Second Fall Term 2014, Wednesday, October 22 - Friday, December 5, 2014
1-credit hour, Z-graded. Meets once a week on Wednesdays, 4:00-5:30 pm in Honors 108. Croft students will earn 2000 Croft dollars. Open to students in the Sally McDonnell Barksdale Honors College and the Croft Institute. Enrollment capped at 12 students. No additional charge for students taking less than 19 hours in fall semester: cost is included regular tuition.
To register, select the "Second Fall Term" in the registration interface in my.olemiss and search for Inst 211.
Jessica LeCroy will focus on episodes from her 25-year career as a U.S. diplomat, particularly time spent in conflict zones, to relate experiences, debate lessons learned, and discuss with students links to current events and issues. Short readings (no more than 20 pages per week) will be assigned. Possibility of one short writing assignment – either preparing one-page talking points for a principal or drafting a 500-750-word op-ed. Possibility of some guest speakers via Skype/GoToMeeting.
Week 1. Context and Overview from Personal Perspective: Pros and Cons of Joining the Foreign Service. What the State Department and other foreign affairs agencies do. Relevance of the embassy structure. Other (competitive) foreign affairs actors – Congress, the courts, NGOs, think tanks, the media, polling, etc. The credibility factor.
Week 2. Nicaragua and the Contra War – a first assignment: One year of consular duties, one year as a human rights officer. The State Department annual human rights report and the role of human rights organizations – local to international. “Free and fair” elections and election monitoring. Handling disagreement with U.S. policy. The current immigration debate.
Week 3. Georgia, a New Republic: Opening the first embassy in Tbilisi after the dissolution of the Soviet Union. Forming a team, with fresh eyes. Monitoring assistance programs. The trans-Caucasian oil pipeline. Corruption. Frozen conflicts. Precedent for Ukraine.
Week 4. Bosnia and a return to ethnic/religious conflict: Illiberal Democracy and a pivot from the election touchstone. The public affairs factor. The “partition” debate.

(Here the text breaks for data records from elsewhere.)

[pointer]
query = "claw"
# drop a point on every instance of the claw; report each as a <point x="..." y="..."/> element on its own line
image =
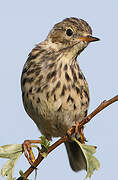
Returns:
<point x="80" y="131"/>
<point x="27" y="149"/>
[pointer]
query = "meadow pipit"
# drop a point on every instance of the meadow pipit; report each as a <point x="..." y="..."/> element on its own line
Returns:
<point x="54" y="90"/>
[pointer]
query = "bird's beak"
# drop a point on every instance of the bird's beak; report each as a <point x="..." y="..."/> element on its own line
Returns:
<point x="89" y="39"/>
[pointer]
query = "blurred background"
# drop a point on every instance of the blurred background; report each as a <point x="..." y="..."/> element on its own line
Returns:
<point x="26" y="23"/>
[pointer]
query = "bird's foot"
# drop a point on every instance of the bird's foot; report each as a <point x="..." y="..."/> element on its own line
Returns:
<point x="80" y="131"/>
<point x="27" y="149"/>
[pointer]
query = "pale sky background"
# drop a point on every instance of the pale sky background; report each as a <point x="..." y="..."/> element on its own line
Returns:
<point x="25" y="23"/>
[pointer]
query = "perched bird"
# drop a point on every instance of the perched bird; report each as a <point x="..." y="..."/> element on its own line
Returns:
<point x="54" y="90"/>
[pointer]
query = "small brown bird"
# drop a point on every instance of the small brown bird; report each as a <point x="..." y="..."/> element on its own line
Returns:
<point x="54" y="90"/>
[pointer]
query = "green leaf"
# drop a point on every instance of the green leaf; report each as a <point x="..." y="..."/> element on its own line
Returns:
<point x="91" y="161"/>
<point x="13" y="153"/>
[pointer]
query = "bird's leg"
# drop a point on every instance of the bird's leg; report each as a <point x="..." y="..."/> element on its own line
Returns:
<point x="80" y="131"/>
<point x="27" y="149"/>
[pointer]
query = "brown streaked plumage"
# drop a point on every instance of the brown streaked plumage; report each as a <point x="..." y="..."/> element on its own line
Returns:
<point x="54" y="90"/>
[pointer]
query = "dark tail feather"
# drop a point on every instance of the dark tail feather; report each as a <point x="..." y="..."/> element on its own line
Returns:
<point x="76" y="157"/>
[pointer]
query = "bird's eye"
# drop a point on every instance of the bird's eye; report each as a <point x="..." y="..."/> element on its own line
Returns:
<point x="69" y="32"/>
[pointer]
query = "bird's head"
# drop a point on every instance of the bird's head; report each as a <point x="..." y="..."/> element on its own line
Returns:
<point x="71" y="33"/>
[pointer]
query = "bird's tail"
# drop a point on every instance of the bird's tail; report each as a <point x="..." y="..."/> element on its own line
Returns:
<point x="76" y="157"/>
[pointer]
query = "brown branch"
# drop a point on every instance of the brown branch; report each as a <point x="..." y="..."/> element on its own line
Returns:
<point x="102" y="106"/>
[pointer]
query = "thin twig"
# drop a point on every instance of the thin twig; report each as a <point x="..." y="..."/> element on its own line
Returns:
<point x="103" y="105"/>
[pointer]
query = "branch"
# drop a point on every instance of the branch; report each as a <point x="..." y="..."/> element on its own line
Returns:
<point x="102" y="106"/>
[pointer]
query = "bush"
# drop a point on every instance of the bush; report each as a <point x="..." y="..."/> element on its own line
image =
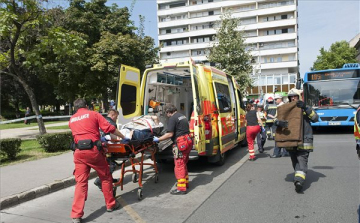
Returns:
<point x="54" y="142"/>
<point x="10" y="147"/>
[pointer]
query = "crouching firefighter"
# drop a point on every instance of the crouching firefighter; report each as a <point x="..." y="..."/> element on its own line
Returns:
<point x="88" y="154"/>
<point x="178" y="131"/>
<point x="300" y="154"/>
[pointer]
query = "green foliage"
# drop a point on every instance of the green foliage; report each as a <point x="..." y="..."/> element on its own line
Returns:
<point x="10" y="147"/>
<point x="339" y="54"/>
<point x="229" y="53"/>
<point x="54" y="142"/>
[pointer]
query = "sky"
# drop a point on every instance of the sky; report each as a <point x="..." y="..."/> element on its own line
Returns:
<point x="321" y="23"/>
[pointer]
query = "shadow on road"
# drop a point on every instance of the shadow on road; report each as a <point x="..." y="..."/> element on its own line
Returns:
<point x="333" y="130"/>
<point x="200" y="173"/>
<point x="311" y="177"/>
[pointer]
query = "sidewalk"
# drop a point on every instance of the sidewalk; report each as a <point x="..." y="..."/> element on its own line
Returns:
<point x="25" y="181"/>
<point x="30" y="132"/>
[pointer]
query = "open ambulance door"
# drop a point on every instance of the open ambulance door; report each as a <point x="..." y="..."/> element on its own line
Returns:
<point x="128" y="94"/>
<point x="197" y="114"/>
<point x="226" y="116"/>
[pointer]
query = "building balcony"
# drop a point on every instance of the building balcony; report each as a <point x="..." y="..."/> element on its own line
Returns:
<point x="187" y="34"/>
<point x="271" y="38"/>
<point x="191" y="46"/>
<point x="275" y="51"/>
<point x="268" y="25"/>
<point x="277" y="65"/>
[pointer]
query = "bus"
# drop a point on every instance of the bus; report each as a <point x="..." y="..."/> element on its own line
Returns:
<point x="334" y="94"/>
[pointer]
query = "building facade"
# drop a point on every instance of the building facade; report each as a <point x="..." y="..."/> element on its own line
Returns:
<point x="186" y="29"/>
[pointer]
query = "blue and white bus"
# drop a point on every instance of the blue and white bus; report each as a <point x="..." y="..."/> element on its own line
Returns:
<point x="334" y="94"/>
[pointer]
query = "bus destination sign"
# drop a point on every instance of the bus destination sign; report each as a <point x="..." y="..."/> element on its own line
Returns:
<point x="333" y="75"/>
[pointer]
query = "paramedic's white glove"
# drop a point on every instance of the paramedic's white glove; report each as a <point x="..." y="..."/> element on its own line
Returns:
<point x="156" y="139"/>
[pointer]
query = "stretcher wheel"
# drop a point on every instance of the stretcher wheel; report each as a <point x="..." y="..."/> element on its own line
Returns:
<point x="139" y="194"/>
<point x="134" y="177"/>
<point x="156" y="178"/>
<point x="114" y="191"/>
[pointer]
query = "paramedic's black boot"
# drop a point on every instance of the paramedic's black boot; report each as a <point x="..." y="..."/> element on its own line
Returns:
<point x="177" y="192"/>
<point x="298" y="186"/>
<point x="97" y="182"/>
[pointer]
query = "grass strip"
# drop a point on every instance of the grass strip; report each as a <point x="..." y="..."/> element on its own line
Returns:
<point x="30" y="150"/>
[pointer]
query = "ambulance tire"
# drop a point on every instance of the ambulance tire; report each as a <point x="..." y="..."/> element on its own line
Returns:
<point x="222" y="159"/>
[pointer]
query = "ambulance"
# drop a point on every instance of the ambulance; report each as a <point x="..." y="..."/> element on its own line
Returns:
<point x="211" y="97"/>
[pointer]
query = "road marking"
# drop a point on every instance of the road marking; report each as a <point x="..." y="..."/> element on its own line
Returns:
<point x="129" y="210"/>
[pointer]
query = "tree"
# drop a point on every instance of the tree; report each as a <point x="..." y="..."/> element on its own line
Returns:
<point x="19" y="19"/>
<point x="339" y="54"/>
<point x="228" y="52"/>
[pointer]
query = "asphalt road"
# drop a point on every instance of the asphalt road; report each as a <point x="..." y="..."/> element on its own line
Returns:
<point x="239" y="191"/>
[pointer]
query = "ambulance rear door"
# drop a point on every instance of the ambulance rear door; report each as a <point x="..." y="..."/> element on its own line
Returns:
<point x="198" y="85"/>
<point x="128" y="94"/>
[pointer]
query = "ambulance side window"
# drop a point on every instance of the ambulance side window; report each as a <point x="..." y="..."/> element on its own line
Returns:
<point x="240" y="100"/>
<point x="223" y="96"/>
<point x="128" y="99"/>
<point x="196" y="83"/>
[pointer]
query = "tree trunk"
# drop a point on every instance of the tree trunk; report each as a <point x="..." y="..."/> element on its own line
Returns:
<point x="34" y="104"/>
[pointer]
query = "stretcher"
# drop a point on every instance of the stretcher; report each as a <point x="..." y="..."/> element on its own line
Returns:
<point x="120" y="153"/>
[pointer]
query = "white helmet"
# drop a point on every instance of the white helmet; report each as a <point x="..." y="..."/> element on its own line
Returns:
<point x="294" y="92"/>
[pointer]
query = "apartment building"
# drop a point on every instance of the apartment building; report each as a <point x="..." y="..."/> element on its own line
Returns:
<point x="186" y="28"/>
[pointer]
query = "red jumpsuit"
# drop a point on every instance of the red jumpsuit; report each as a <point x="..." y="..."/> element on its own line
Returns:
<point x="85" y="124"/>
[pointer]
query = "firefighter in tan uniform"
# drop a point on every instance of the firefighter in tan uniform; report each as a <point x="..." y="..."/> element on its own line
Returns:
<point x="300" y="154"/>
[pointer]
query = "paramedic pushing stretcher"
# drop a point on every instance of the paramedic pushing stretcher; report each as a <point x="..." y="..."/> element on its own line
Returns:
<point x="88" y="153"/>
<point x="178" y="131"/>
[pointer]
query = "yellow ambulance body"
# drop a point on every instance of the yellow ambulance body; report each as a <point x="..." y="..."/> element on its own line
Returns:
<point x="208" y="95"/>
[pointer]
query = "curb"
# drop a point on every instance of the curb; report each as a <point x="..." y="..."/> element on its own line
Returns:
<point x="25" y="196"/>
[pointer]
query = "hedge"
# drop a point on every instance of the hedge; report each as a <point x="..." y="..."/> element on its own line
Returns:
<point x="54" y="142"/>
<point x="10" y="147"/>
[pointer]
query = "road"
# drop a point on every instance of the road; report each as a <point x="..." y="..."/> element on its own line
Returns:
<point x="238" y="191"/>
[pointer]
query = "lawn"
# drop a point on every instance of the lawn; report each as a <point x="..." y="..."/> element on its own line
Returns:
<point x="30" y="150"/>
<point x="22" y="125"/>
<point x="59" y="127"/>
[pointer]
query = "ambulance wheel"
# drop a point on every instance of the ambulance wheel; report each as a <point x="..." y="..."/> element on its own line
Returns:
<point x="114" y="191"/>
<point x="222" y="159"/>
<point x="139" y="194"/>
<point x="134" y="177"/>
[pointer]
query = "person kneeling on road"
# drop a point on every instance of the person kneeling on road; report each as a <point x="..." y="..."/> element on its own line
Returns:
<point x="178" y="131"/>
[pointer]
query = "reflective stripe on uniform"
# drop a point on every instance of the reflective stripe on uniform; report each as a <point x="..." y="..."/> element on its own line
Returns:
<point x="300" y="174"/>
<point x="306" y="146"/>
<point x="312" y="114"/>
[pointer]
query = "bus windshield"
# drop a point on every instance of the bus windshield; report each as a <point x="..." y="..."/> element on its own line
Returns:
<point x="332" y="93"/>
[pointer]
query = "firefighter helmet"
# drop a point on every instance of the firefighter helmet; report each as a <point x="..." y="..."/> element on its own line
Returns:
<point x="294" y="92"/>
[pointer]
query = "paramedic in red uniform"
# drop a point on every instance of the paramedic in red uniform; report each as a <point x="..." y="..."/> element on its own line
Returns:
<point x="178" y="131"/>
<point x="85" y="125"/>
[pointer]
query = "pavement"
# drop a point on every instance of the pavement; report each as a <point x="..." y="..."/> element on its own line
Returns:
<point x="26" y="181"/>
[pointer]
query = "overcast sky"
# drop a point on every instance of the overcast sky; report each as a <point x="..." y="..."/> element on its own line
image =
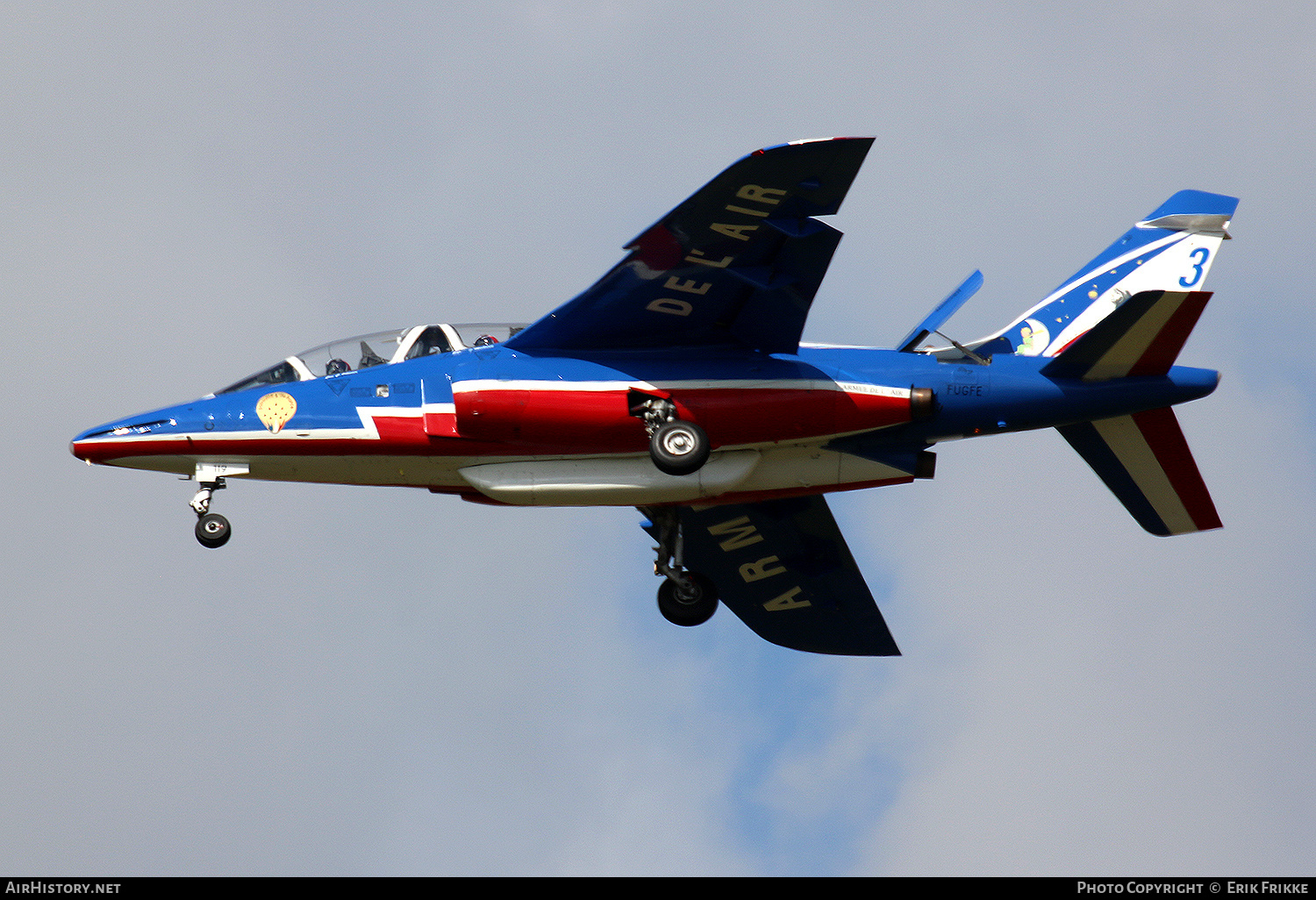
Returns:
<point x="378" y="681"/>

Week 5. Iraq: The dysfunctional organization, inter-agency conflict: The National Security structure and strategy—what happened on 9/11. How not to do development and privatization. Reverse engineering of current situation. Coalition building.
Week 6. Domestic Assignments and the Biggest War Zone Ever – Washington: Treasury Department and the purse strings, managing bilateral relations with the United Kingdom as a desk officer, negotiation teams. Crisis centers and counter-terrorism coordination. Staff work and serving your principal/agency/U.S. interests.
A native Mississippian, Jessica LeCroy retired in 2008 as a Career Member of the U.S. Senior Foreign Service. She served overseas in Iraq, Georgia, Bosnia, the Netherlands, and Nicaragua. She was also National Security Advisor to the Secretary of the Treasury from 2001-2003, attending the first Cabinet meeting with the President after 9/11; U.S. Consul General in Toronto, Canada, from 2004-2006; and Visiting Senior Fellow for Geoeconomics at the Council on Foreign Relations from 2006-2008. She has held an American Political Science Association Congressional Fellowship, working as a legislative assistant to Senator Bill Bradley and Congressman Howard Berman, and a Salzburg Seminar Fellowship in international arbitration. She has received multiple awards and commendations for public service. Since retiring, Ms LeCroy has worked as a senior advisor to a large Canadian law firm in Toronto and then founded the consulting firm Strategic Impacts in Dallas, Texas.
Ms LeCroy is a graduate of the University of Virginia, Boston University School of Law and the National War College.